Support for the bill has moved slightly ahead but some senators are still negotiating their positions. Some remain undecided and there are doubts about senators who could change their minds. But the undecided senators seem to leave the greens closer to clinching the votes necessary for final approval.
“I’m cautious about the votes for December 29. We’re trying to convince people with plenty of respect for those who are thinking of voting against so that they understand that this is not murder nor punished by God but a woman’s right,” said Senator Norma Durango (Peronist-La Pampa), who chairs the Women’s Committee and thus headed the preliminary debate from December 14 to 17.
The committee statement, with 23 signatures, contained no amendments to the bill coming from the Chamber of Deputies, which had included changes related to institutional conscientious objections and the handling of abortions in underage girls.
One of the outstanding points of the committee stage debate was the accompaniment of García Larraburu, who in 2018 (as a senator identified with Fernández de Kirchner) had voted against on the grounds that “abortion is not Peronist.” According to reports, enthusiasm among ruling party ranks in recent weeks over winning a vote amid so many intractable conflicts seems to have convinced García Larraburu to reverse her position.
The spotlight is also on Kueider, one of the undecideds who signed the committee report in dissidence like Martínez of Córdoba, who proposed amendments which have yet to be taken into account.
On the other side, Senator Marino, whom pro-abortion militants had been confident of convincing due to the pressures of his own younger daughter Alfonsina in recent weeks, has finally confirmed that he will maintain his negative vote of two years ago.
Taking into account the previous votes along with the statements during committee debate, the vote in favour would be 36 with 34 against, with Lucila Crexell in doubt and José Alperovich (Frente de Todos-Tucumán) absent on leave.
However, speculation also emerged this week as to a potential change of stance on the part of Oscar Castillo (Radical-Catamarca), who voted in favour last time at the request of one of his daughters but now speaks of the “opportunism” of the text sent by the government.

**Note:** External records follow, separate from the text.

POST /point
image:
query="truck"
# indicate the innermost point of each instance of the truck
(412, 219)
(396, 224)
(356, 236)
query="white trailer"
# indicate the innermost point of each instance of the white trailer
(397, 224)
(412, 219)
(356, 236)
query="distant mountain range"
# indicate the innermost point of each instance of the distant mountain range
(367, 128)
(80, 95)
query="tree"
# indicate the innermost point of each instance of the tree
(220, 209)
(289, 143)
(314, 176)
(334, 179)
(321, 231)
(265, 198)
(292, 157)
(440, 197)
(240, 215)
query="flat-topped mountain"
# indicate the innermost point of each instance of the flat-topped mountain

He has indicated he could now cross over to the blues or abstain.
Tuesday’s session will have one novelty in the form of the presence of senators, given the reticence shown by Fernández de Kirchner to limit the remote handling of sessions. In the last session of the year, any senators who wish to do so may follow it from their offices and rotate their presence for the time they make their speeches, an alternative often requested by the Juntos por el Cambio opposition.